Other index constituents can also force passive investors into unwanted exposures. For instance, an investor mimicking a global benchmark is often tying a substantial part of their fortunes to those of the Japanese market. In the case of the Barclays Global Aggregate, Japan accounts for around 17% of its value (Figure 1, right-hand chart, red bar). So just over a sixth of a passive investor’s portfolio would be dependent on a country where government debt is close to 230% of GDP and whose financial authorities have constantly to walk a tightrope between raising taxes to reduce debts and tipping the economy into recession. We think this is a precarious underpinning for a bond portfolio at a time like this.
Of course, there are ‘smarter’ ways to use beta to increase returns from a passive investment in government grade bonds. For instance, a buy-and-hold investor can leverage the minimal returns from high quality bonds to the desired level by using outright borrowing. Alternatively, they could buy longer dated or lower quality bonds. Unfortunately, while this increases the upside potential, it has similar – or worse – effects on the downside, particularly when yields might be expected to rise.
Figure 2 shows the leverage and the possible losses (or drawdown) we calculate a passive investor adopting these strategies might need to accept to achieve a 4% annual yield on certain asset classes. (The leveraged approaches are towards the left of the chart, while the longer duration and/or lower quality strategies are towards the right.)

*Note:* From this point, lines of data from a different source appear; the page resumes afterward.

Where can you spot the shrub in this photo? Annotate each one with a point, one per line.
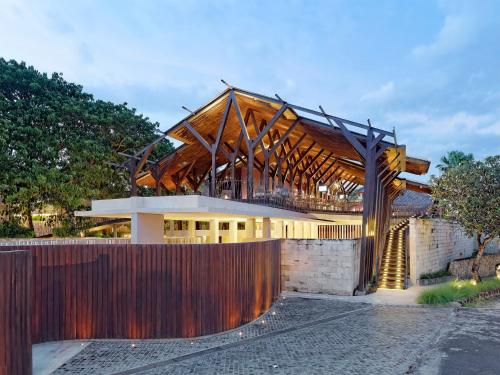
(435, 275)
(14, 229)
(456, 290)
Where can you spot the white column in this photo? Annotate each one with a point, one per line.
(250, 228)
(146, 229)
(307, 229)
(314, 230)
(233, 231)
(278, 229)
(192, 230)
(266, 227)
(214, 231)
(171, 232)
(297, 229)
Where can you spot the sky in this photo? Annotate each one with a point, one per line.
(431, 69)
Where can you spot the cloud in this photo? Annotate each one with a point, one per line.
(460, 27)
(446, 125)
(381, 94)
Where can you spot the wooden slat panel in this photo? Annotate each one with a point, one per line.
(15, 312)
(148, 291)
(339, 232)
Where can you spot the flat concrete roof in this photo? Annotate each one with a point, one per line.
(188, 207)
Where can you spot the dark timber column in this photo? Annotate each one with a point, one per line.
(213, 174)
(369, 203)
(250, 174)
(15, 313)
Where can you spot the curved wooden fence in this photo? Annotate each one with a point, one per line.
(150, 291)
(15, 313)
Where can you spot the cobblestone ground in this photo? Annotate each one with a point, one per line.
(469, 345)
(297, 336)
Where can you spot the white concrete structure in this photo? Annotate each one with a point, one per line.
(204, 219)
(320, 266)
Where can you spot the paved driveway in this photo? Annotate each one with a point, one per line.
(316, 336)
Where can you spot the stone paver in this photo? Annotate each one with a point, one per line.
(299, 336)
(317, 336)
(470, 344)
(111, 356)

This is not to say that these can’t be useful strategies if managed properly. Managers must be allowed the freedom to dynamically adjust and hedge a portfolio’s overall interest rate and credit risk to reduce the volatility of returns. So risk-averse investors may find the best way forward is to adopt a more flexible approach, with a strong focus on managing drawdown risk that doesn’t need to over-allocate to higher yielding assets.